The New York Times features a long, detailed look at what Dan Gilbert is doing downtown, a story that puts the skyscraper-buying and so-called "placemaking" in a national perpesctive.
David Segal writes in the lead business section article:
His plans, according to academics like Brent D. Ryan, author of “Design After Decline: How America Rebuilds Shrinking Cities,” amount to one of the most ambitious privately financed urban reclamation projects in American history.
Opportunity Detroit, as Mr. Gilbert has branded it, is both a rescue mission and a business venture that, if successful, will yield him a fortune. When he started buying in 2011, the city was having what he has described as a “skyscraper sale.” Among the bargains was the Dime Building, a 23-story neo-Classical gem of glazed brick and terra cotta trim, designed by Daniel Burnham — of Flatiron Building fame — and completed in 1912. In August 2011, Bedrock bought all 330,000 square feet of it, reportedly for $15 million. There are high-end apartments in Manhattan that cost more.

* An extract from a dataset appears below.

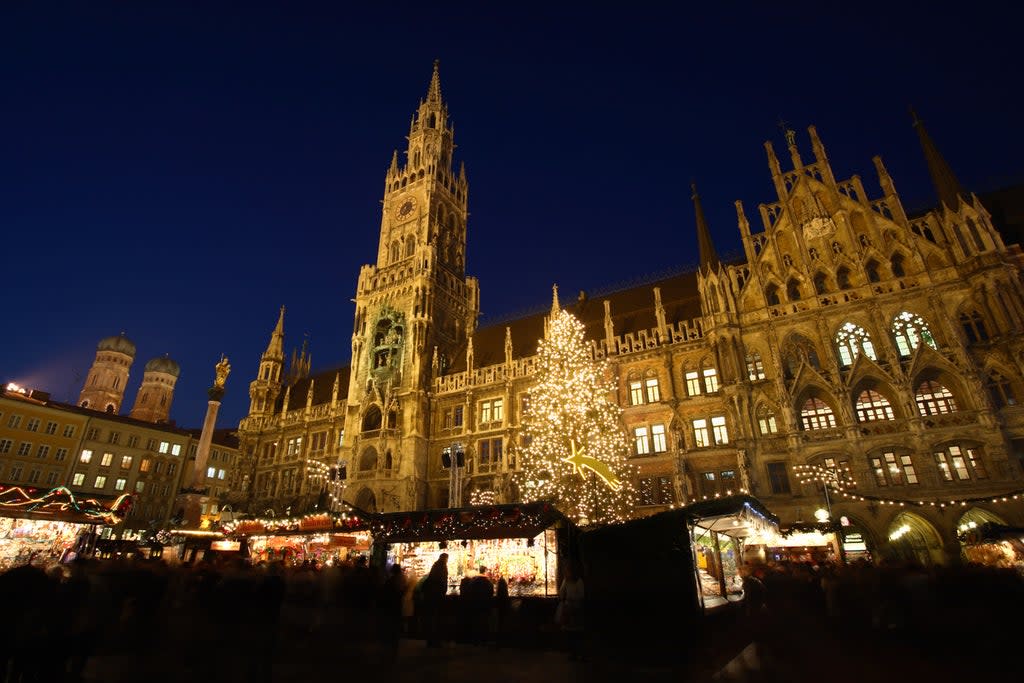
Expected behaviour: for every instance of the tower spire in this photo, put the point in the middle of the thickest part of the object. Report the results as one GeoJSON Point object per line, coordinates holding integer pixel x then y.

If this area turns around, no one will profit quite like Mr. Gilbert, but the risk looks as great as the potential reward. Even with its auto industry in relatively robust, post-bailout health, Detroit has been on a long, distressing slide. A quarter of its population left in the last decade, and it has $14 billion in long-term debt. The financial situation is so dire that Michigan’s governor recently appointed an emergency manager. Detroit remains a national symbol of municipal decline, a victim of macroeconomic trends, poor planning and political corruption.
Mr. Gilbert is undaunted. Part-owner of a handful of casinos, he is familiar with big bets and steep odds, and, as they say in poker, he is all in. In 2010, he started moving his employees from a nearby suburb, and 7,600 people on his payroll now work downtown.